Anyu laughed. She lifted his tiny fist and kissed his fingers one by one.

The boy had grown, the fine down of his hair lengthening into strands of gold.

She had been seeing little Matthew almost every day, but still, when Esther took him home with her, Anyu missed him.

He was Esther’s child, but he had wrapped his auntie Anyu around his finger.

When she returned to the showroom again, Isaac was standing by the counter, holding a piece of paper in his hand. “Anyu, Kawashima just sent word. She prefers that we deliver the egg to her residence, Maison Iwar.”

“Why?”

The ornament, encrusted with diamonds and other precious gemstones, was worth two thousand dollars. Why would Kawashima ask them to deliver it at the last minute?

“She didn’t say.”

“I wish she would honor her word and come here,” Uncle David said.
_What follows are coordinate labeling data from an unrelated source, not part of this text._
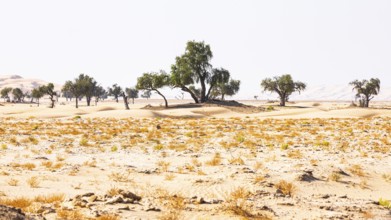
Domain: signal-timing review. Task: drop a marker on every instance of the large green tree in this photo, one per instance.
(227, 89)
(283, 85)
(366, 90)
(99, 93)
(89, 86)
(49, 90)
(194, 67)
(132, 93)
(154, 82)
(75, 88)
(37, 93)
(5, 93)
(115, 91)
(17, 94)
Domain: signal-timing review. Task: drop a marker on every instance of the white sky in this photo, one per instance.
(318, 42)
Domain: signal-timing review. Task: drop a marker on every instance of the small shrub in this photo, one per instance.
(385, 203)
(33, 182)
(286, 188)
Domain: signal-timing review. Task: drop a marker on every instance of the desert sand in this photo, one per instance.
(310, 160)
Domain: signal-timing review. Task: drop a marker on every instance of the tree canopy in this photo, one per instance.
(154, 82)
(366, 90)
(132, 93)
(5, 93)
(283, 85)
(194, 67)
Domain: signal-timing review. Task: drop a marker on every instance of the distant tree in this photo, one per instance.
(89, 86)
(132, 93)
(125, 98)
(194, 67)
(366, 90)
(49, 90)
(27, 94)
(230, 88)
(154, 82)
(5, 93)
(99, 93)
(37, 93)
(146, 94)
(18, 94)
(115, 91)
(75, 88)
(283, 85)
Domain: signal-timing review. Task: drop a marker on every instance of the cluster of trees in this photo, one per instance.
(192, 73)
(284, 86)
(36, 93)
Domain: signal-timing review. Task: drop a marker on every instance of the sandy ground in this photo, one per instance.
(310, 160)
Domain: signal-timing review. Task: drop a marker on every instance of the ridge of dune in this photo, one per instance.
(26, 84)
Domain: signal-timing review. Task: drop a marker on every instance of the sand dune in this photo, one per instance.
(304, 161)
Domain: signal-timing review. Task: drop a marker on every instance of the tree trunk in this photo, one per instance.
(88, 101)
(125, 101)
(282, 100)
(165, 100)
(52, 100)
(203, 90)
(185, 89)
(367, 102)
(208, 94)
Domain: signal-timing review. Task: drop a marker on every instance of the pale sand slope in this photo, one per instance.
(131, 154)
(116, 110)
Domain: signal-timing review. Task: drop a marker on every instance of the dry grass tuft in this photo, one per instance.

“I could deliver the egg for you, Father, but I have a doctor’s appointment for Matthew.” Esther took Matthew from Anyu’s arms.

“I’ll deliver it,” Anyu said.

Isaac glanced at several customers who had just entered the showroom. “May I have a word with you in the workshop?”

“Of course.” Anyu gave Matthew a squeeze and went in. She followed Isaac into the workshop and closed the door.

“Anyu, I’ve been thinking about this. Something is amiss. The princess is making excuses. Let me deliver the egg.”

“I think it will be fine, Isaac.”

He rubbed his face. “How about this: I’ll go with you. Let’s deliver Kawashima’s egg together.”

“Fine.” She reached out to touch his face, a light touch, to remind him she cared about him, to let him know she respected his will and she wouldn’t cross the line and give him grief.

Isaac smiled, a brilliant yet poignant smile that would haunt her in her dreams for many years to come.